For a small site or freelance studio, topical clustering is the most efficient way to build authority. Instead of publishing one web design article every few weeks, build a cluster: one main pillar page on the topic, with several supporting articles that go deeper on specific subtopics. Each article links back to the pillar. The pillar links to each article. Over time, this tells Google your site has real depth on a subject, which is what builds topical authority.

Freshness matters, but not the way you think

Publishing regularly helps. What Google rewards is meaningful updates, not cosmetic ones.

Changing a publish date without changing the content won't improve rankings. What does help: updating statistics, adding examples from recent work, expanding sections that were thin, and removing information that's no longer accurate. If an article is getting traffic but has a high bounce rate, that's a signal the content isn't satisfying the intent. Reworking that one article is a better use of time than publishing five new ones that are just as shallow.

Show the last-updated date on your posts. Google weighs freshness for time-sensitive topics, and readers trust content more when they can see it was written by someone paying attention.

Technical SEO: the floor, not the ceiling

Technical SEO won't make weak content rank. But it can stop solid content from ranking.

The things that matter in 2025:

  • Core Web Vitals: Google measures how fast your main content loads (LCP), how quickly the page responds to interaction (INP), and whether elements shift around during load (CLS). A slow page or one with layout instability will rank lower than an equivalent page that doesn't have those problems, even with better content.
  • Mobile-first indexing: Google indexes the mobile version of your site. If it's broken or incomplete on mobile, that's what gets evaluated.
  • Schema markup: Structured data (Article, FAQ, HowTo) gives Google explicit context about your content. Pages with proper schema show measurably better AI visibility, roughly 30-40% higher based on recent GEO research.
  • HTTPS: A basic trust signal. If your site is still on HTTP, fix that before anything else.

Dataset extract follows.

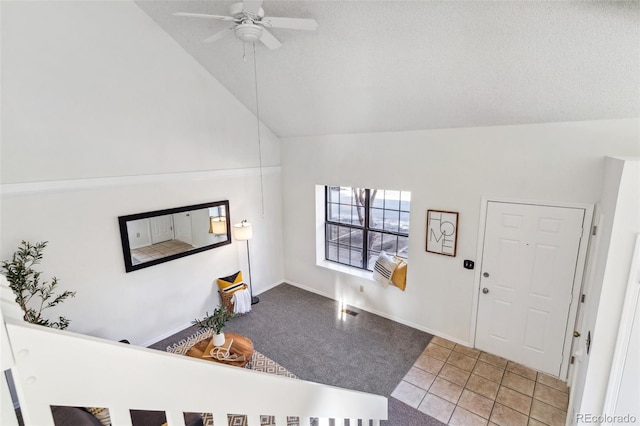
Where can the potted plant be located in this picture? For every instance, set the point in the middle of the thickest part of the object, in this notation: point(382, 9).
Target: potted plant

If you're on a modern platform like Webflow, Framer, or a properly configured WordPress build, most of this is already handled. The things worth checking manually: schema implementation, page speed on mobile devices, and whether your pages are being crawled correctly through Google Search Console.

Backlinks still matter. Earn them, don't buy them.

A link from a credible site in your niche is one of the strongest authority signals Google uses. That hasn't changed. What's changed is that volume matters far less than relevance and quality.

One link from a well-regarded industry publication outweighs 50 links from low-quality directories. Paid link schemes still exist and still get sites penalized. The path that actually works: create content worth linking to, build relationships with other creators in your space, get featured in relevant roundups, and write guest posts for sites that have real audiences and real editorial standards.

For a small studio, earning five strong backlinks a year matters more than chasing 100 disposable ones.

One last thing

The sites ranking on page one for competitive terms today didn't get there by gaming a checklist. They built something people found useful, structured it clearly, kept it current, and did that consistently over months and years.

No shortcut to that exists. But there's also nothing mysterious about it. Write something specific for a specific person, make it easy to read, cover the topic with real depth, and give Google the signals it needs to understand what you've built. Do that consistently, and the rankings follow.